In today’s survey, thirteen top edtech investors shared their thoughts on how growth of lifelong learning is reshaping the industry. Given the sudden extinction of snow days and yeast shortages brought on by student bakers in the early days of the pandemic, it’s easy to see how remote education extends beyond traditional school hours. As learners become more multi-layered and nuanced, so have the edtech companies that back them.
This was a recurring theme in today’s survey, signaling a shift in how investors approach hybrid learning. The evolution of post-pandemic education will be complex, if not aggressively competitive among the growing cohort of well-capitalized edtech companies. While we asked investors about their post-pandemic tastebuds back in July, much has changed since. Higher education didn’t combust like some expected today, and today, many predict that K-12 students will return to pre-COVID formats after vaccinations are widespread.
It puts startups in a difficult spot: if 2020 was about enabling video-based teaching, what might emerge from 2021? Integration between different edtech apps? New student collaboration tools? Are employer-led up-skilling and a renewed interest in self-improvement enlarging edtech’s TAM?
Here are the investors we spoke to, along with their areas of interest and expertise:
What will edtech look like when students finally go back to school in person? Now that remote has become familiar, what are other concepts that you could see becoming popular?
For k12, use of digital products and platforms will now be very “normal” – companies like Lexia and Dreambox and Nearpod. Maybe this drives home usage of some products traditionally used only in schools like Lexia. Students of all ages are now very facile with zoom, this can pave the way for more zoom based synchronous learning offerings including extracurricular learning like music, dance etc. schools are now fully wired – maybe we will see schools implement home based learning programs – it’s where students spend half their time.
What are the biggest hurdles ahead for early-stage edtech startups looking to scale? What opportunities are fading as the space matures?
Edtech cos need to stay away from the me too solutions. We have seen 20 creator led learning platforms across “preK to Gray” learning in addition to incumbents like Teachable and very few have an ability to build a moat in my view. Unless someone has a very fresh take, I think that ship has sailed. Hopefully as white spaces fill with competitors, new white spaces will emerge. Emerging tech – AI/NLP/ML/VR – will continue to push the envelope. We are still not driving enough people to competency whether in prek12, higher ed or workforce so the opportunity remains vast.
How has edtech’s boom impacted your dealmaking? Has the new interest from generalist investors made valuations too bubbly, or is the market growth helping everyone?
We met on zoom with over 800 founding teams in covid all over the world. We invested in 14 new companies and are just finishing rounds in 2 more. Valuation pressures are across tech sectors. Id argue that education still lags average tech. the question for edtech is whether there is potential for a $100B company in the sector – will TAMs support it.

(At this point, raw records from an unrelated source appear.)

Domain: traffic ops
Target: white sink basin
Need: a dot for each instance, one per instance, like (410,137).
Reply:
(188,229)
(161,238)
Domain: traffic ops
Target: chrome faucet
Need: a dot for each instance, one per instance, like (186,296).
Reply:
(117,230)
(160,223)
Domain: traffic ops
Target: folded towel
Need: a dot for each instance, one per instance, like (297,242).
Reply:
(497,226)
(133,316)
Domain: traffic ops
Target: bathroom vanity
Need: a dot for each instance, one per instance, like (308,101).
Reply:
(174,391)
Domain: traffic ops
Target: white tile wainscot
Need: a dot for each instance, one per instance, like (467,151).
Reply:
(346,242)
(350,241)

What will edtech look like when students finally go back to school in person? Now that remote has become familiar, what are other concepts that you could see becoming popular?
As it relates to our thesis, I believe that the role of employers is changing. Pre-COVID, it was estimated that as much as 1/3 of the US workforce would need to change jobs by 2030. Employers cite skills gaps as a top 3 business concern to stay competitive. Our thesis is that employers will take on more responsibility for reskilling their current workforce, and that training will become job-embeded (rather than only trying to hire to address the challenge.) Degreed was the first wave of this… Learn In is an example of the next step in this evolution. As employers look to provide more skills training (rather than compliance training), we believe that more will come from external sources (CEOs say they are unprepared to meet the reskilling challenge with existing internal resources) and that much of this training will be provided online and during work hours (to address the time barrier that is an equity issue.) I also see an opportunity for modalities like VR to become more popular as we shift to more digital and remote solutions (e.g TRANSFR.) Stats from McKinsey research.

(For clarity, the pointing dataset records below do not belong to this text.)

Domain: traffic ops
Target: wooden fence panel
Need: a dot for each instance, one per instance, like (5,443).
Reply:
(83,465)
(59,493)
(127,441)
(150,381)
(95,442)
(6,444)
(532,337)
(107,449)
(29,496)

What are the biggest hurdles ahead for early-stage edtech startups looking to scale? What opportunities are fading as the space matures? In US pre-K and K-12, high customer fragmentation (16,000 school districts, 100K+ schools…pre-K even more fragmented with little public investment), long sales cycles, budget, pedagogy, and regulation. TAM. Relatively low consumer spend on education relative to other markets. Opportunities – increasing access to broadband, increase in device penetration. In FOW, increased recognition that reskilling and upskilling is a business imperative, company culture matters for competitiveness, increased focus on DEI.
What will edtech look like when students finally go back to school in person? Now that remote has become familiar, what are other concepts that you could see becoming popular?
I think activities that are fundamentally better in person will go back to [being] in person (e.g., sports, music and other enrichment activities). I think that new technology educators may have adopted during the pandemic that they have found to be helpful to their instruction will remain but all the “nice to haves” will likely fall to the wayside. We have a thesis at Cowboy that supplemental education (e.g., Juni Learning, Reconstruction or Outschool) will likely stay online, because parents will not have to worry about driving their kids to learning centers and these companies have the opportunity to make the learning fun.
What are the biggest hurdles ahead for early-stage edtech startups looking to scale? What opportunities are fading as the space matures?
For companies focused on K-12 students, it’s still really challenging to sell into schools and school districts because of the long sales cycle. This will likely become even harder, as local and state budgets tighten. In regard to what is fading, I think that tools that don’t solve a real need for educators, students and/or parents or don’t have demonstrated efficacy when it comes to student outcomes will start to fade. Consumers, especially after the pandemic, seem to be more aware of what technology has to offer and have lower tolerance for tools not having a demonstrable impact.For companies that are targeting adult learners, the biggest hurdle continues to be customer acquisition and building a brand that learners can actually trust. As the space starts to mature, consumers are getting more aware of the questions they should be asking (e.g., graduation and placement outcomes) and are less [fooled] by clever marketing.
What do you expect education to look like in five-plus years from now, when the pandemic is more of a memory?
I hope that in this pandemic we’ve realized how critical our educators are to our children’s success and we pay them more :) Incentivizing our best talent to get into and stay in teaching is a critical lever we can pull to improve education.
For K-12, I expect that there will be more comfort with technology in the classroom and that tech can be partnered with in-person instruction in a way that supercharges the educator with the data needed to personalize their instruction.
For higher ed, I expect that there will be an acceleration in online learning for adults as they continue to look to reskill or upskill. There will be more opportunities to do self-paced online learning that is effective and affordable.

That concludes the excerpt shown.